第10章「それぞれの決意」
F.「別れには再会の約束を」
main character:バッツ=クラウザー
location:フォールス近海

 

 

 結局、バルバリシアは風のクリスタルを手に入れた事に満足して、そのまま去っていった。
 バッツはそれを見送った後、甲板に落ちていた白い布を拾い上げて今までと同じように刀に巻き付けた。内心、風か何かでどこかへ飛んでいかなかったことに安堵しつつ。

(これも親父の形見の一つにはちがいねえしな)

 一方で、アルフェリアは一旦浮遊魔法に集中するのを止めると、応急処置しただけの足の痛みを堪えて海賊船へと飛び乗って、シルドラが沈むよりも早く魔法剣で封じている三つの光の三角形を叩っ斬る。
 術者が傍にいない為か、それは容易く音もなく斬れ砕けて霧散した。と、同時にアルフェリアが状態回復の魔法を唱えると、今度こそ銀竜の石化は解けた。

「きゃ・・・」
「おっと」

 三角形を斬る為に飛び上がり、そして着地した瞬間に負傷した足に力が入らずによろめいたアルフェリアをファリスが抱き留めた。

「す、すみません」
「いや、こっちこそ・・・ありがとよ」

 自分の大切な竜を救ってくれた礼を、ファリスは照れ隠しにぶっきらぼうに言う。
 だが、その感謝の思いをアルフェリアははっきりと感じ取って微笑んだ。

「あ。そう言えば腕を・・・」

 確か、ファリスは腕に重傷を負っていたはずだった。
 アルフェリアの身体が軽いとはいえ、支えるだけでも苦痛なはずだ。
 しかし腕を見れば、もう出血は止まっている。
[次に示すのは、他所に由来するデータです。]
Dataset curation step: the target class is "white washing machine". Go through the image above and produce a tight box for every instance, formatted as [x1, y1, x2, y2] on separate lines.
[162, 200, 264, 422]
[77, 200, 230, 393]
動きはぎこちないが、それでもさほど痛みを感じている様子はない。
 怪訝そうなアルフェリアの様子に、ファリスは「ああ」と、頷いて。

「ケアルくらいは使えるんでね。もっとも、勉強不足で自分に使うのが精一杯だけど」

 そう言って笑う。と、物音がしてファリスは素早く背後を振り返った。
 振り返ると、海賊船の船内から手下の一人がのんびりと顔を出すところだった。ぼんやりしていた顔が、甲板上の惨状を見て驚きに変わる。

「な、なんだこりゃあ!? か、頭、一体何が!?」
「何がじゃねえっ! てめえ、なにしてやがった!」

 よくよく見れば、バッツたちが乗っていた客船の接近を伝えた手下だった。
 ファリスの一撃にずっと伸びたままだったらしい。

「ぼさっとしてんなッ! さっさと船倉からありったけの魔法薬を持ってきやがれ!」
「へ、へいっ!」

 それからはポーションやらハイポーションなどの魔法薬、それからアルフェリアの回復魔法で海賊たちや船員たちの傷を癒した。大半は重傷を負い、回復魔法でもすぐには動けないような状態だったが、不幸中の幸いと言うべきか、死んだ者はいなかった。

 

 

******

 

 

「いやー、大変だったねー、アルちゃん」

 軽い調子でそんなことを言いながら、客船の中からアルフェリアの連れの男が姿を現した。
 後ろから家族連れも顔を出したが、船上の悲惨な様子に母親は子供を連れて船内に引っ込んだ。
 アルフェリアは自分の相棒を半眼で睨付けて、

「良いご身分ですね、ガイ。今までなにをしてたんですか」
「船の中に閉じ篭もってたよ。なんか上でヤバイことが起きてるのが解ったからね。様子を見に行くって勇敢かつ無謀にも外に出て行こうとした御仁を何度も押しとどめたり、結構苦労したんだよー」

 あくまでも軽い調子で、アルフェリアの相棒・ガイロード=アークスは答える。
 それをアルフェリアは船員の一人に回復魔法を使いながら嘆息して、

「まあ、ガイが出てきてもなんの役にも立ちませんでしたけど」
「だろう?」

 何故か自信満々に胸を張って自分の無力を誇る男。

「ああ、でもガイの好みそうな可愛らしい女の子が居ましたよ? 敵でしたけど」
「なにいいいいいいいいいっ!?」

 アルフェリアの言葉に、軽い調子だったガイは限界まで目と口を開いて、悲痛な絶叫を上げた。
 その声は客船、海賊船にまではっきりと響き、その場にいた全員が何事かとガイの方を見る。だが、そんな注目の視線にも気が付かずに、彼は絶叫を続けた。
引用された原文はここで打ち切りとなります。